The following day, the previous day’s message wiped clear from my memory, I peeled the top off my yogurt to find another buoyant message greeting me:

Counting on you!

And who the hell are you, I thought to myself. Once again, the message left me with a feeling of discomfort, and I averted my eyes as I tossed the yogurt container in the bin. It ruined my whole morning.
The next day the message read:

Some days things just dont turn out your way, but never give up!

Yeah, I’d known a few teachers and classmates who came out with this sort of superficial positive-thinking crap, I brooded irritably as I made my way to the bus stop, turning over incidents in my past that I had no wish to recall.
For the following few days, I ate the yogurts made by other brands which I’d bought at the same time, and licked their lids to my heart’s content. Nothing was written there. My pure, simple relationship with the lids remained uninterrupted, and my mood unspoiled.
Then came the fateful day. I woke up slightly later than usual and was in a rush, so when I grabbed a yogurt cup from the fridge I did so somewhat at random. From the underside of its lid emerged the line:

Did you lick it?

I was so furious I didn’t know what to do with myself.
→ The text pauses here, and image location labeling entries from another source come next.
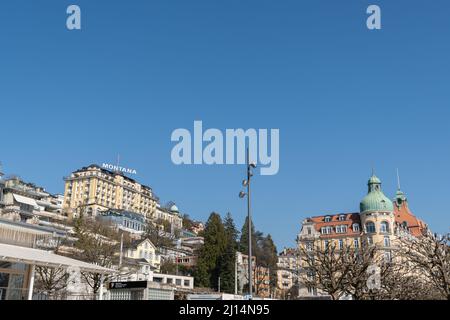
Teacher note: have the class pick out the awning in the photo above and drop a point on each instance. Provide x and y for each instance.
(25, 200)
(44, 258)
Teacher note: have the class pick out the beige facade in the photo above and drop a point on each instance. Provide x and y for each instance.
(144, 250)
(93, 189)
(380, 222)
(288, 266)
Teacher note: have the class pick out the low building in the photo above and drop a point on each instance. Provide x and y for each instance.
(171, 215)
(140, 290)
(20, 254)
(23, 201)
(143, 252)
(130, 222)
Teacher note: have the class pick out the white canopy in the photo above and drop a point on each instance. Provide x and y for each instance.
(44, 258)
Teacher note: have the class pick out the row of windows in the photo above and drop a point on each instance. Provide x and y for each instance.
(341, 217)
(356, 243)
(384, 227)
(338, 229)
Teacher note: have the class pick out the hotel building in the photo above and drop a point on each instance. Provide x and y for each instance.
(94, 189)
(379, 221)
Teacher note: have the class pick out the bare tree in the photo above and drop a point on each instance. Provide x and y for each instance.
(51, 280)
(326, 269)
(429, 258)
(97, 244)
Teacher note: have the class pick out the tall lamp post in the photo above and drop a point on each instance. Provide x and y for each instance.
(242, 194)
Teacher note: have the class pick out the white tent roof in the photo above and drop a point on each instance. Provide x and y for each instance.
(44, 258)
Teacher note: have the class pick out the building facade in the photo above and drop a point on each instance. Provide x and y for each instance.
(26, 202)
(94, 189)
(143, 251)
(288, 267)
(126, 221)
(379, 222)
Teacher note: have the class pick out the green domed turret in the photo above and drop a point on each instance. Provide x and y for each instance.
(375, 200)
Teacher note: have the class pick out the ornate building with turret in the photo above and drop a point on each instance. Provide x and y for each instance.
(379, 221)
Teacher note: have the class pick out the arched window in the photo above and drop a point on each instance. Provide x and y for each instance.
(370, 227)
(384, 227)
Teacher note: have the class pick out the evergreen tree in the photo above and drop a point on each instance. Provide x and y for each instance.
(228, 258)
(207, 271)
(269, 259)
(243, 242)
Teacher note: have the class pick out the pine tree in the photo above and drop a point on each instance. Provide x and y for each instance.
(228, 258)
(243, 242)
(207, 271)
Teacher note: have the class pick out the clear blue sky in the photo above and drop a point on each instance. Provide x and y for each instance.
(345, 99)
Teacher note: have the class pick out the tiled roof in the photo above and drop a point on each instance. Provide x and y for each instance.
(350, 219)
(403, 214)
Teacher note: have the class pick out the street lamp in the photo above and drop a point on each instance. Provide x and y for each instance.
(242, 194)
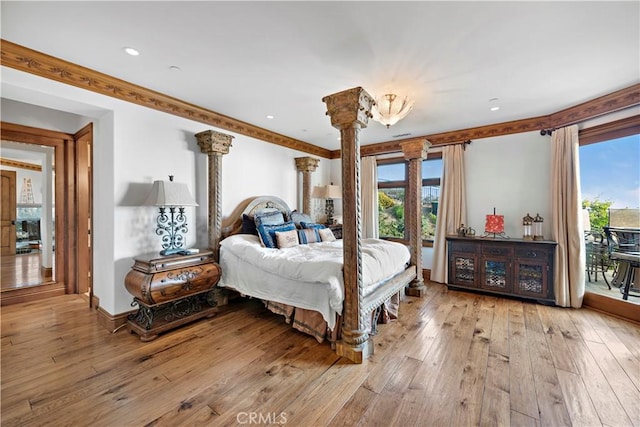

It was as if that clandestine joy that I’d taken in licking the lid, which I’d believed had been uniquely mine, had been stomped into the dirt by someone. The feeling was that of being well and truly ridiculed.
Which is why I stopped licking the lids of my yogurt cups. I’ve been ridiculed enough in this life of mine, and I’m done with it. Now I exclusively buy Bulgaria-brand yogurt. Their foil is such that the yogurt doesn’t stick to them at all, meaning I don’t even have to manage the temptation to lick them. It’s wonderful.